CQ and 5-FU treatments induced significantly elevated levels of BiP upregulation, but as a noticeable difference, CQ treatment caused drastically upregulated transcription levels of ATG5 and ATG12 genes. Atg5 and Atg12 are required to form autophagopore, and Atg8 is required for the elongation and closure of autophagosome membrane (Hain and Bosch 2013). In previous studies, CQ treatment resulted with the cytosolic accumulation of autophagic vesicles, and CQ treatment was reported to inhibit autophagosome-lysosome fusion in an autophagy-independent manner (Mauthe et al. 2018). Thus, noticeable upregulation of the ATG5 and ATG12 transcripts in response to CQ treatment could be the result of autophagosome-lysosome fusion inhibition.

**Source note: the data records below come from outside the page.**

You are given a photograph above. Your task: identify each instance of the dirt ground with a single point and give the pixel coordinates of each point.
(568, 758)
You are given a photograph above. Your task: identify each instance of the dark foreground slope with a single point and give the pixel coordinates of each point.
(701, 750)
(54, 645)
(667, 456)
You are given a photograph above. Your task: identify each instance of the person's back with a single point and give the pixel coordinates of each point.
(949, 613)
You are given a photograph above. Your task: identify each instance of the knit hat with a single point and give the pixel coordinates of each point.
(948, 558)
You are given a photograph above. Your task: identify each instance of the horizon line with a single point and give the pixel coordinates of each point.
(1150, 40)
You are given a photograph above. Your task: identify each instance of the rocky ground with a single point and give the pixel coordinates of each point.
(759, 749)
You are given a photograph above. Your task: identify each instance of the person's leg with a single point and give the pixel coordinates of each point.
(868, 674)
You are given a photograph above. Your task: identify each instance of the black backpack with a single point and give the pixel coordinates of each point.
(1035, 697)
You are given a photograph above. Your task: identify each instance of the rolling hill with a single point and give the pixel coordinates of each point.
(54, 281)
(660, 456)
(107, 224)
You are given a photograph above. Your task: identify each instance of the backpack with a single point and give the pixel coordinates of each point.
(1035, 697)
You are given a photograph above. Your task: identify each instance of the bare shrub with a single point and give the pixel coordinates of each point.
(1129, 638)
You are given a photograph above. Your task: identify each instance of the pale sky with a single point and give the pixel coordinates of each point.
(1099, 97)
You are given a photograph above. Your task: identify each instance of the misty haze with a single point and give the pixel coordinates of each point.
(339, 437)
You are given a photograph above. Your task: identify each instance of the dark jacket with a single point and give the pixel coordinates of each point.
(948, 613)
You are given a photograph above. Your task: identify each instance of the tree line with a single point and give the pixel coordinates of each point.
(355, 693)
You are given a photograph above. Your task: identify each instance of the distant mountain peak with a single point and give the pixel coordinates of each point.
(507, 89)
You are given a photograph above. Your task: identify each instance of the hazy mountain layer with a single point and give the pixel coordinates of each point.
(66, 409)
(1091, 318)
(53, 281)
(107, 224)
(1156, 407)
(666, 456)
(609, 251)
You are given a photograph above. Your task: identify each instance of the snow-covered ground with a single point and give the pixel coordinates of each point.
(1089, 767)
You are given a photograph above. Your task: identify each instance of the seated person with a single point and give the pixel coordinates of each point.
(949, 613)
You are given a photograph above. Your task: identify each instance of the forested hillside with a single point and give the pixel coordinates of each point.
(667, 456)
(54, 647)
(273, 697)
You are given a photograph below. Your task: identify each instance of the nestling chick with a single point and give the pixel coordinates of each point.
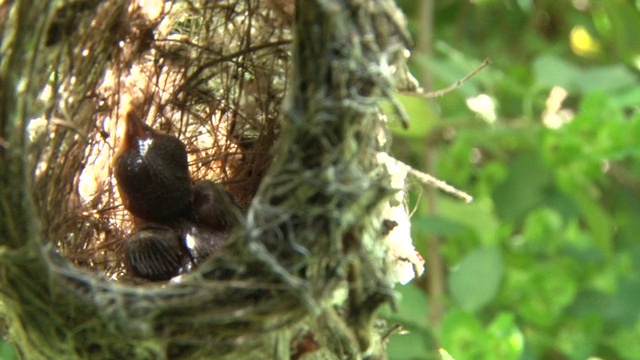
(152, 173)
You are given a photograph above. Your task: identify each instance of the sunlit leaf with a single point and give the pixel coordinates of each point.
(475, 281)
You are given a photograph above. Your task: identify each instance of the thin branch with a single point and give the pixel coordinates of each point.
(457, 84)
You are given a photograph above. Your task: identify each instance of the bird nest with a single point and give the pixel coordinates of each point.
(306, 273)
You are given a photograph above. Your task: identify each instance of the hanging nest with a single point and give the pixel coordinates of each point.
(306, 273)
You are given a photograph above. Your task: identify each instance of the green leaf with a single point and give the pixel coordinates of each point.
(551, 70)
(523, 189)
(7, 352)
(506, 340)
(461, 335)
(476, 280)
(605, 79)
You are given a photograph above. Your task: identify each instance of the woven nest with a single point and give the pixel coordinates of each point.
(305, 275)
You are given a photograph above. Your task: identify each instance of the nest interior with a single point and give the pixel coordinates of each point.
(306, 275)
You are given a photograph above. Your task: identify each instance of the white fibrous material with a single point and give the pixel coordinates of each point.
(405, 263)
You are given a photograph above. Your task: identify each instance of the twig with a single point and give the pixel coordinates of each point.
(426, 178)
(457, 84)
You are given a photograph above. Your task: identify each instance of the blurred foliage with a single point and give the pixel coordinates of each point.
(545, 264)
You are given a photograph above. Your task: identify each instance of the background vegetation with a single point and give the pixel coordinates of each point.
(545, 263)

Although this is a limited study, our results indicate that Plasmodium parasites respond to various ER stressors by inducing autophagy- and/or apoptosis-like pathways. Atg8 is generally accepted as a classical autophagy marker, but as an important limitation of this study, there are no established markers for apoptosis in Plasmodium. More work is required to overcome this limitation and uncover PCD pathways of malaria parasites. Further studies are warranted to explore relationship between autophagic and apoptotic pathways, especially at the translational level, which is likely to provide interesting results.